London
Joanna Piotrowska & Formafantasma
Phillida Reid
10-16 Grape Street
October 8–December 16, 2022
In 2015, Joanna Piotrowska was photographing in Nagorno-Karabakh, a disputed territory within Azerbaijan, when she was apprehended by local police. Accused of spying for Russia, Piotrowska was subjected to intensive questioning that culminated in her interrogators’ demand that she continue her work to prove her innocence. Faced with the prospect of perpetual surveillance, Piotrowska turned her attention to roses, “the only safe subject,” as she’d later explain. In one print, part of the expansive installation Sub Rosa, 2022, a hand delicately cups a dark rose, a slightly stiff yet gentle gesture that evokes the artist’s better-known portraits. But the majority of the photographs produced are brooding, tenebrous prints that resemble Dutch still lifes.

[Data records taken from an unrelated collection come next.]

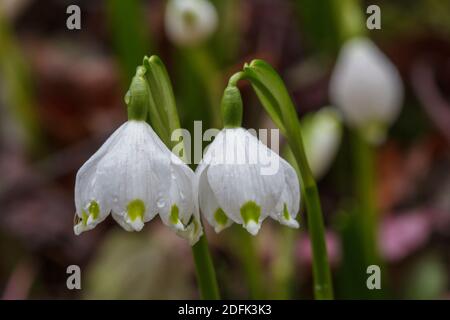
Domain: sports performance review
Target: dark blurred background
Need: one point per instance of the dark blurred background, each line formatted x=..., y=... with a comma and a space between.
x=61, y=95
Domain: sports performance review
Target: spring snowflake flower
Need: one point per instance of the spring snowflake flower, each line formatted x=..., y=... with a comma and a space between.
x=135, y=176
x=241, y=180
x=367, y=87
x=189, y=22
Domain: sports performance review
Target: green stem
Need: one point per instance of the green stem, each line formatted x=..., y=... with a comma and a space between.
x=162, y=105
x=232, y=108
x=206, y=275
x=363, y=158
x=250, y=260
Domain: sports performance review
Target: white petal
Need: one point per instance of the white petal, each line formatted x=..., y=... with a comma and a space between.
x=236, y=177
x=209, y=205
x=322, y=132
x=366, y=85
x=179, y=208
x=88, y=188
x=289, y=203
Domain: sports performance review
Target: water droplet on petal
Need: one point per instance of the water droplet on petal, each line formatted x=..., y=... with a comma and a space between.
x=160, y=203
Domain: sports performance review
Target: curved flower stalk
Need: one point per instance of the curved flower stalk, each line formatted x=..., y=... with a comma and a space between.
x=135, y=177
x=236, y=183
x=190, y=22
x=367, y=87
x=322, y=133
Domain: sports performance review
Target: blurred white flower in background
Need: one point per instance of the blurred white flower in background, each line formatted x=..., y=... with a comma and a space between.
x=322, y=133
x=232, y=185
x=367, y=87
x=190, y=22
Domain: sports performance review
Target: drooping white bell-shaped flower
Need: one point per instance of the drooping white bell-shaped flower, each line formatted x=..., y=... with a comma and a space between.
x=241, y=180
x=189, y=22
x=135, y=176
x=322, y=132
x=367, y=87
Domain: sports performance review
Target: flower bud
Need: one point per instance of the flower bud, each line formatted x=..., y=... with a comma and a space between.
x=367, y=87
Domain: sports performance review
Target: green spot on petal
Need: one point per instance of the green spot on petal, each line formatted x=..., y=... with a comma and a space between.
x=220, y=217
x=135, y=209
x=286, y=214
x=174, y=212
x=250, y=211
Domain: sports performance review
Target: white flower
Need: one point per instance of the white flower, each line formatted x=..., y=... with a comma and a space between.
x=367, y=87
x=241, y=180
x=322, y=132
x=135, y=176
x=189, y=22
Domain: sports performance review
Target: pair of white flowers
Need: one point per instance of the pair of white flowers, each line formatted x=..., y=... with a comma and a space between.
x=135, y=177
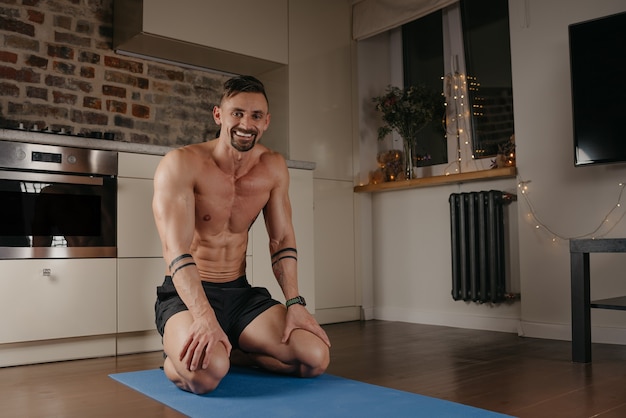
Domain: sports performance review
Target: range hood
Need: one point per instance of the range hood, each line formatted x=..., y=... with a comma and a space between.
x=206, y=35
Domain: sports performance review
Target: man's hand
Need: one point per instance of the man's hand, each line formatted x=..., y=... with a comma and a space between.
x=299, y=318
x=204, y=335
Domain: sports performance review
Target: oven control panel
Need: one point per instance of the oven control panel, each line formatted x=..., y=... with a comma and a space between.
x=53, y=158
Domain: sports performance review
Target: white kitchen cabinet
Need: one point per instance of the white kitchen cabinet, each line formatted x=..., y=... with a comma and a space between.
x=137, y=280
x=57, y=298
x=140, y=265
x=137, y=235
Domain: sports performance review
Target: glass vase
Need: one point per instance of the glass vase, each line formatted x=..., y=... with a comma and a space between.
x=409, y=150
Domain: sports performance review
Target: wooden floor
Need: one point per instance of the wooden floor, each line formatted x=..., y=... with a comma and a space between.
x=501, y=372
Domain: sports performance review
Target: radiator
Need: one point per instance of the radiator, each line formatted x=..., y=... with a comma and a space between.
x=478, y=247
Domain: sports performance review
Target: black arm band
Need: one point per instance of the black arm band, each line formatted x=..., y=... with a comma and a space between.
x=285, y=256
x=283, y=250
x=191, y=263
x=177, y=259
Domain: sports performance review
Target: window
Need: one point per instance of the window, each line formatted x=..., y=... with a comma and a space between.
x=469, y=39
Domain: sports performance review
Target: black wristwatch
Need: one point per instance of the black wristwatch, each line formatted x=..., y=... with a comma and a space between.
x=297, y=300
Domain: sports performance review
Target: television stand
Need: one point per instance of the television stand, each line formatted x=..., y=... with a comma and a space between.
x=581, y=303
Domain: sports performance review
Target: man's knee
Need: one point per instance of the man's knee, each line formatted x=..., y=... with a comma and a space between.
x=316, y=362
x=201, y=381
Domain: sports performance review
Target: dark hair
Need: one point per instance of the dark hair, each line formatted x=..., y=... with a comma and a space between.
x=243, y=84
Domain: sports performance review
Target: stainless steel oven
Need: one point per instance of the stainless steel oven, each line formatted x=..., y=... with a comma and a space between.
x=57, y=202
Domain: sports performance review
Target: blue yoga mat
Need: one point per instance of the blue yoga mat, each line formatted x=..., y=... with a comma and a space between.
x=253, y=393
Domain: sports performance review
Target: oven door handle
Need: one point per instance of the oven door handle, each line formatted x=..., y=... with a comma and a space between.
x=50, y=178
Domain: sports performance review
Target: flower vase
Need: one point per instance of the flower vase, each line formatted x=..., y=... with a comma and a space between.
x=409, y=150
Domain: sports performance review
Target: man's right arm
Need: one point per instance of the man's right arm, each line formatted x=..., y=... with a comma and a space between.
x=174, y=212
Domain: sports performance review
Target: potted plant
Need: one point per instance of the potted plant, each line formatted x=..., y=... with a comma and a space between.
x=407, y=111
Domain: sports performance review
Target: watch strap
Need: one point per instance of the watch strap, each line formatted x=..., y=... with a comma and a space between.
x=297, y=300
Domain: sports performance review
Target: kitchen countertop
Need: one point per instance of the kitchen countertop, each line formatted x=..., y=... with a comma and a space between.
x=103, y=144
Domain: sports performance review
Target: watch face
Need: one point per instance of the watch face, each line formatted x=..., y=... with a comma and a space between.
x=297, y=300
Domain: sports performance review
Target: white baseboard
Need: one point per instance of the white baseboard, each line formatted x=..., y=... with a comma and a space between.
x=139, y=342
x=485, y=323
x=334, y=315
x=16, y=354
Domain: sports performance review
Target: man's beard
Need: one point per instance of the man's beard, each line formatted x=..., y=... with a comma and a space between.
x=243, y=146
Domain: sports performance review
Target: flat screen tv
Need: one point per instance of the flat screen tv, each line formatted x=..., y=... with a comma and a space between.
x=598, y=74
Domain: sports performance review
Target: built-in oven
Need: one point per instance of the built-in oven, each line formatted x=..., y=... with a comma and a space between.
x=57, y=201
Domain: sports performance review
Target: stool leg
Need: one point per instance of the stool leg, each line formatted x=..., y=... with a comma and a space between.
x=581, y=310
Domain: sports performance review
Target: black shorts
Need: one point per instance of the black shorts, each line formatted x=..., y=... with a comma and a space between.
x=235, y=304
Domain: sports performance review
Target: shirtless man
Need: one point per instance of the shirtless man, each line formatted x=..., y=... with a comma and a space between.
x=206, y=197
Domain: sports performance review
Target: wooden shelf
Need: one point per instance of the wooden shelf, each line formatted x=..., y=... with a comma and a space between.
x=496, y=173
x=618, y=303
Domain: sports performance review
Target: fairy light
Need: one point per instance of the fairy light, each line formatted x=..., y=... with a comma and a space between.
x=606, y=222
x=457, y=119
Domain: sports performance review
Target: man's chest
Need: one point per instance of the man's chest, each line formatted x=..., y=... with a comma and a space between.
x=231, y=205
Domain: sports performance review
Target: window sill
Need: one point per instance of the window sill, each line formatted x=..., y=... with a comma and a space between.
x=496, y=173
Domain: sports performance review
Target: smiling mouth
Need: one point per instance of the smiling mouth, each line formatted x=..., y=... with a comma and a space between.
x=244, y=134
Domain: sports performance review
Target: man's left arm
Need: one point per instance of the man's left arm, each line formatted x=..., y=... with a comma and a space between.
x=284, y=254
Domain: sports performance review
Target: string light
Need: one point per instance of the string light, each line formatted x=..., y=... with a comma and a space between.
x=605, y=223
x=457, y=119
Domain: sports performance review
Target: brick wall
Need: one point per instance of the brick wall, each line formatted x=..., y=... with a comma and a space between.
x=58, y=71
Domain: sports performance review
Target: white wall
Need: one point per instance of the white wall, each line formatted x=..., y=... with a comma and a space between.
x=409, y=230
x=321, y=130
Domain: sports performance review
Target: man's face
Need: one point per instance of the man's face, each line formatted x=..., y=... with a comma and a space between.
x=244, y=117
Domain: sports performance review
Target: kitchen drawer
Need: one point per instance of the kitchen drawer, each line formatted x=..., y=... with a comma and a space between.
x=73, y=298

In collaboration with the design studio Formafantasma, Piotrowska designed steel “anti-frame” devices to encase her photographs. Sub Rosa, the resulting site-specific installation, first exhibited at ARCH Athens and now at Phillida Reid in London, restrains rather than frames the images. Piotrowska’s photographs are, at various points, encased in an almost comically large steel matte, fastened to the floor with industrial clasps, and bolted to a glass panel that juts out of the wall like a waypost. In an adjacent room, a long strip of steel traces the perimeter of the space, bisecting the doorframes and pinning down the tops of several large prints, which curl slightly upward at the unanchored edges.
Piotrowska’s choice of subject was itself a subversive act, albeit one explicitly intended to portray her work as apolitical to her interlocutor. Indeed, the exhibition’s title, Latin for “under the rose,” signals the artist’s attempts to undercut existing power structures. Her decision to photograph roses, an enduring symbol of socialist and antiauthoritarian causes, is a resonant one. Under her careful hand, the flowers become indexes of trauma, signs of resistance and resilience in a region still fractured by the aftershocks of the Soviet Union’s collapse.